お手紙には、明治9年から東京大学で教鞭を執り、日本の医学の発展と医師の育成に多大な功績をあげたドイツ人医師 エルヴィン・フォン・ベルツ(Erwin von Bälz)の著書『ベルツの日記』から、次のような講演録を井村先生が要約して下さった文章が記されていました。

 
「すなわち、わたくしの見るところでは、西洋の科学の起源と本質に関して日本では、 しばしば間違った見解が行われているように思われるのであります。」
 
「西洋の科学の世界は決して機械ではなく、一つの有機体でありまして、その成長には他のすべての有機体と同様に一定の気候、一定の大気が必要なのであります。」
 
「諸君!諸君もまたここ30年の間にこの精神の所有者を多数、その仲間に持たれたのであります。西洋各国は諸君に教師を送ったのでありますが、これらの教師は熱心にこの精神を日本に植えつけ、これを日本国民自身のものたらしめようとしたのであります。」


「しかし、かれらの使命はしばしば誤解されました。 もともとかれらは科学の樹を育てる人たるべきでありまたそうなろうと思っていたのに、かれらは科学の果実を切り売りする人として取扱われたのでした。かれらは種をまき、その種から日本で科学の樹がひとりでに生えて大きくなれるようにしようとしたのであって、その樹たるや、正しく育てられた場合、絶えず新しい、しかもますます美しい実を結ぶものであるにもかかわらず、日本では今の科学の“成果”のみをかれらから受取ろうとしたのであります。
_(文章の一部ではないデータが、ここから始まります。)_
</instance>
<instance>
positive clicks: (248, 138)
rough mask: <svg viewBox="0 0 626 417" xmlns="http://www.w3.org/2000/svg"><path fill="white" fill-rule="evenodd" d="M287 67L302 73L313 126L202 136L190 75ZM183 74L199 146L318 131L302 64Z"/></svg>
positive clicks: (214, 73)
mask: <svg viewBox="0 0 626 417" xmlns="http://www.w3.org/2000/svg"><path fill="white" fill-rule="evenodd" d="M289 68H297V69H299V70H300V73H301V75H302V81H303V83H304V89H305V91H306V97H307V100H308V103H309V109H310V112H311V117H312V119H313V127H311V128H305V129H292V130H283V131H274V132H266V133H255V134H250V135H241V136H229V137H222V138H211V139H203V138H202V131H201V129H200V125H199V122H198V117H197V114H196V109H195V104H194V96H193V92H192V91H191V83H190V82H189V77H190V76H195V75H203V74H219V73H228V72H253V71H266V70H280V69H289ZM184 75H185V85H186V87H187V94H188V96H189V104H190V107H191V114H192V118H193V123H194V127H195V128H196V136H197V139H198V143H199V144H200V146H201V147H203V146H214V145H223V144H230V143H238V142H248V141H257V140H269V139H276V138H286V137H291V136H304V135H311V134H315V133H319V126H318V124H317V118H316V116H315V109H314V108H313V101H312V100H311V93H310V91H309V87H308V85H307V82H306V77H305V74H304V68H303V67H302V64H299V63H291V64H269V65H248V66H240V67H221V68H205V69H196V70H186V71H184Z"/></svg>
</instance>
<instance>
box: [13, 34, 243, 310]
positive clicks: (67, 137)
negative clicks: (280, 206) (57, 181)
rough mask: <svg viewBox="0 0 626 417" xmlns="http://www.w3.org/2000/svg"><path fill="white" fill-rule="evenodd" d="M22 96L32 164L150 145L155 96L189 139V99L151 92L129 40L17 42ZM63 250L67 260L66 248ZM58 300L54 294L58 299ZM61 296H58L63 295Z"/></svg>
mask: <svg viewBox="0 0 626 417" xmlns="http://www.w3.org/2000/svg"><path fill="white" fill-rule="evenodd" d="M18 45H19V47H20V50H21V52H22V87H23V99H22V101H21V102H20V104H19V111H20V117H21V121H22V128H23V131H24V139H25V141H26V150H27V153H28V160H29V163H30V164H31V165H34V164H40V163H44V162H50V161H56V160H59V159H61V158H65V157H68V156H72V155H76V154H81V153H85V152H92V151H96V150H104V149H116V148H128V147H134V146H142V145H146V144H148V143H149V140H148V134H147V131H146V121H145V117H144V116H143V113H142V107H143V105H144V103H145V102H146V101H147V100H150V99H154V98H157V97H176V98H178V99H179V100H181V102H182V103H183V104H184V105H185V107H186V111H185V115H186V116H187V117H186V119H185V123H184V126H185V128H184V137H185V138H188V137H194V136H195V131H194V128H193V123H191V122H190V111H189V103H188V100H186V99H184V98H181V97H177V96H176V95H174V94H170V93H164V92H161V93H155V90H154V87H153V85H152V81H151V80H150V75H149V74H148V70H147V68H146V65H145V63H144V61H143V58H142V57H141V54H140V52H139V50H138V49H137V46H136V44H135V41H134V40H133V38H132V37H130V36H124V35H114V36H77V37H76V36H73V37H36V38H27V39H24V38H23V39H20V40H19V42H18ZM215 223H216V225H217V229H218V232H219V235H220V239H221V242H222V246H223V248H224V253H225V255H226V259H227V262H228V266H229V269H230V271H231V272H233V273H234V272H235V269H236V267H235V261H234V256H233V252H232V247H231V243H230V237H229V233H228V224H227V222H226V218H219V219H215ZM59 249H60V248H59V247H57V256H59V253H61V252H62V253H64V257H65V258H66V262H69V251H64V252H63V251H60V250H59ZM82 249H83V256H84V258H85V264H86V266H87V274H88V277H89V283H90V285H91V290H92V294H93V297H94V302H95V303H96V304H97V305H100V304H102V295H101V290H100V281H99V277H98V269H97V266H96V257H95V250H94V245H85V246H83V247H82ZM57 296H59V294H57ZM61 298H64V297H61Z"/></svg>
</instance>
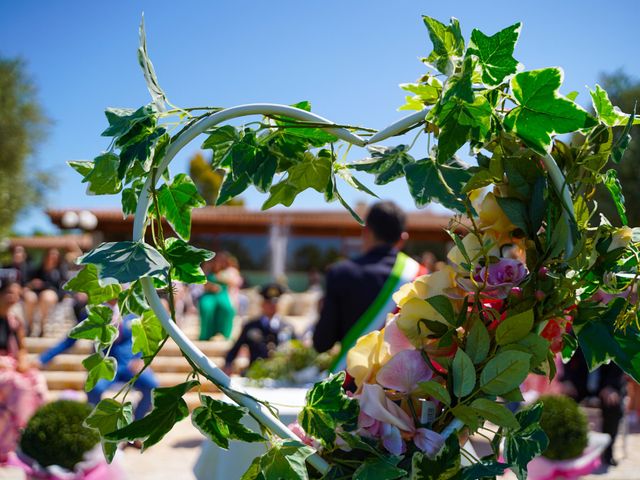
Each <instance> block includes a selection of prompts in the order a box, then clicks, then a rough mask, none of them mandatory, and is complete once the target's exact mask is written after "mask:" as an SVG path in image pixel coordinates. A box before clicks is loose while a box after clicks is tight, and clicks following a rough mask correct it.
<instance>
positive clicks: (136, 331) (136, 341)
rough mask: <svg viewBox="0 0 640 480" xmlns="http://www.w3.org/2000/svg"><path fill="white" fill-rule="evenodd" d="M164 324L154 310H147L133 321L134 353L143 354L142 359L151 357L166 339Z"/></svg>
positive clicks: (131, 321)
mask: <svg viewBox="0 0 640 480" xmlns="http://www.w3.org/2000/svg"><path fill="white" fill-rule="evenodd" d="M166 335H167V334H166V333H165V331H164V328H162V323H160V320H159V319H158V317H156V315H155V313H153V311H152V310H147V311H146V312H144V313H143V314H142V316H141V317H140V318H136V319H134V320H132V321H131V336H132V340H133V346H132V348H131V351H132V352H133V353H138V352H142V357H143V358H145V357H151V356H152V355H153V354H154V353H155V352H156V350H157V349H158V347H159V346H160V343H161V342H162V340H164V338H165V337H166Z"/></svg>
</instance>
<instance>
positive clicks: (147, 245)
mask: <svg viewBox="0 0 640 480" xmlns="http://www.w3.org/2000/svg"><path fill="white" fill-rule="evenodd" d="M78 261H79V262H80V263H82V264H94V265H96V267H97V268H98V277H99V278H100V280H103V281H105V282H108V281H112V280H115V281H117V282H118V283H127V282H133V281H135V280H138V279H139V278H141V277H153V276H159V275H163V276H164V275H166V274H167V272H168V270H169V263H168V262H167V261H166V260H165V259H164V258H163V257H162V255H160V253H159V252H158V251H157V250H156V249H155V248H153V247H151V246H150V245H147V244H146V243H144V242H130V241H127V242H106V243H102V244H100V245H98V246H97V247H96V248H94V249H93V250H91V251H90V252H89V253H87V254H85V255H83V256H82V257H80V258H79V259H78Z"/></svg>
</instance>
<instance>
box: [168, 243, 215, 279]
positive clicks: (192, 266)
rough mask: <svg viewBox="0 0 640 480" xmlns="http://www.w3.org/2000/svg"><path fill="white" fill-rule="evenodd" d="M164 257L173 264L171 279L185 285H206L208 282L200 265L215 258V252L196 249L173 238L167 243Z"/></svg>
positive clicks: (172, 265)
mask: <svg viewBox="0 0 640 480" xmlns="http://www.w3.org/2000/svg"><path fill="white" fill-rule="evenodd" d="M164 255H165V257H166V259H167V260H169V262H170V263H171V267H172V268H171V277H172V279H173V280H178V281H180V282H184V283H205V282H206V281H207V278H206V276H205V275H204V272H203V271H202V268H201V267H200V265H201V264H202V263H203V262H206V261H207V260H211V259H212V258H213V255H214V254H213V252H210V251H209V250H205V249H203V248H196V247H194V246H192V245H189V244H188V243H187V242H185V241H184V240H181V239H179V238H175V237H171V238H167V239H166V241H165V252H164Z"/></svg>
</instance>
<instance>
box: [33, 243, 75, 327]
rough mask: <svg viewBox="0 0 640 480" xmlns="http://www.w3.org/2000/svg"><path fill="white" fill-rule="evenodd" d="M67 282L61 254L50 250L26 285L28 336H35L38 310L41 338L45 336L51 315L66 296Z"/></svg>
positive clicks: (54, 251)
mask: <svg viewBox="0 0 640 480" xmlns="http://www.w3.org/2000/svg"><path fill="white" fill-rule="evenodd" d="M66 281H67V275H66V270H65V268H64V265H63V264H62V262H61V260H60V252H59V251H58V250H57V249H55V248H50V249H49V250H47V252H46V253H45V255H44V258H43V259H42V265H40V267H39V268H37V269H35V270H34V271H33V272H31V275H30V278H29V280H28V281H27V283H26V287H27V290H25V292H24V315H25V321H26V324H27V335H28V336H29V335H32V334H33V323H34V317H35V313H36V310H37V311H38V313H39V316H40V336H41V337H42V336H43V335H44V328H45V326H46V324H47V319H48V318H49V313H51V310H52V309H53V307H55V306H56V304H57V303H58V302H59V301H60V300H62V297H63V296H64V290H63V289H62V286H63V285H64V284H65V283H66Z"/></svg>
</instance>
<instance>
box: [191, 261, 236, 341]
mask: <svg viewBox="0 0 640 480" xmlns="http://www.w3.org/2000/svg"><path fill="white" fill-rule="evenodd" d="M228 263H229V260H228V254H227V253H226V252H219V253H218V254H217V255H216V256H215V257H214V258H213V260H211V261H210V262H207V263H206V264H205V265H204V270H205V273H206V274H207V283H206V284H205V286H204V290H205V292H204V294H203V295H202V296H201V297H200V303H199V309H200V340H209V339H210V338H211V337H213V336H215V335H217V334H219V333H220V334H222V335H223V336H224V337H225V338H229V337H230V336H231V330H232V328H233V318H234V317H235V314H236V312H235V309H234V307H233V304H232V303H231V298H230V296H229V279H228V278H227V277H226V276H225V274H224V271H225V269H226V268H227V267H228Z"/></svg>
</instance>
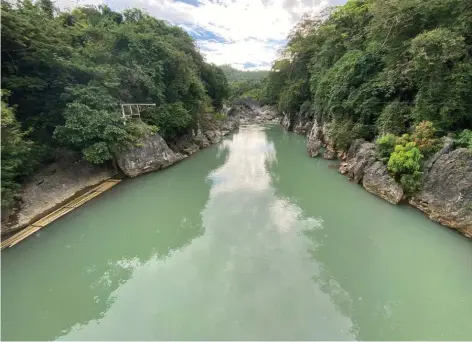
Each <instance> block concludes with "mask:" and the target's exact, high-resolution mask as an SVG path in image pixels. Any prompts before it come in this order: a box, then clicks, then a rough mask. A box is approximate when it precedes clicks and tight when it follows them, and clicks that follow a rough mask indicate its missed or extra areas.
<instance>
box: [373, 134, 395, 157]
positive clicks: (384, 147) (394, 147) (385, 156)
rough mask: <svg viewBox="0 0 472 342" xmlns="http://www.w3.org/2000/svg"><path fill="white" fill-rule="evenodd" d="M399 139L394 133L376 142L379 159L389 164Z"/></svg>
mask: <svg viewBox="0 0 472 342" xmlns="http://www.w3.org/2000/svg"><path fill="white" fill-rule="evenodd" d="M396 141H397V137H396V136H395V135H393V134H392V133H387V134H385V135H382V136H380V137H378V138H377V140H376V141H375V145H376V150H377V158H378V159H380V160H381V161H383V162H384V163H387V161H388V160H389V159H390V154H391V153H392V152H393V151H394V150H395V145H396Z"/></svg>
この最新の成果をかれらから引継ぐだけで満足し、この成果をもたらした精神を学ぼうとしないのです。」
 

『ベルツの日記』トク・ベルツ(編).菅沼竜太郎(訳) 岩波文庫より引用

 

井村先生が、偶然に贈って下さったベルツの言葉。

 

その内容が、自分の書いた拙文とあまりに符合することに、正直とても驚きました。

 

まるで天から降ってきたようなこの言葉は、党本部で完全に四面楚歌である私たちの考えが間違いではなかったことを教えてくれ、たとえどんな逆風が吹きつけようとも前に進み続ける勇気を与えてくれました。
 
それが生易しいことでないことは、わかっているつもりです。
 
けれど、“進み続ける”という覚悟を示す意味で、この文章を公開しました。
 
もともと私が書いた文章のタイトルは「科学技術の樹」でしたが、ベルツの邦訳で「科学」と訳されている“Wissenschaft”という言葉には「学術」全般を包含するような深い意味があると解釈し、「学術の樹」としました。
 
党本部での委員会とりまとめを終えた後は、様々なカタチで「学術の樹」保護活動を展開して参りますので、もし共感して頂けましたら、どうかお力添えをよろしくお願い致します。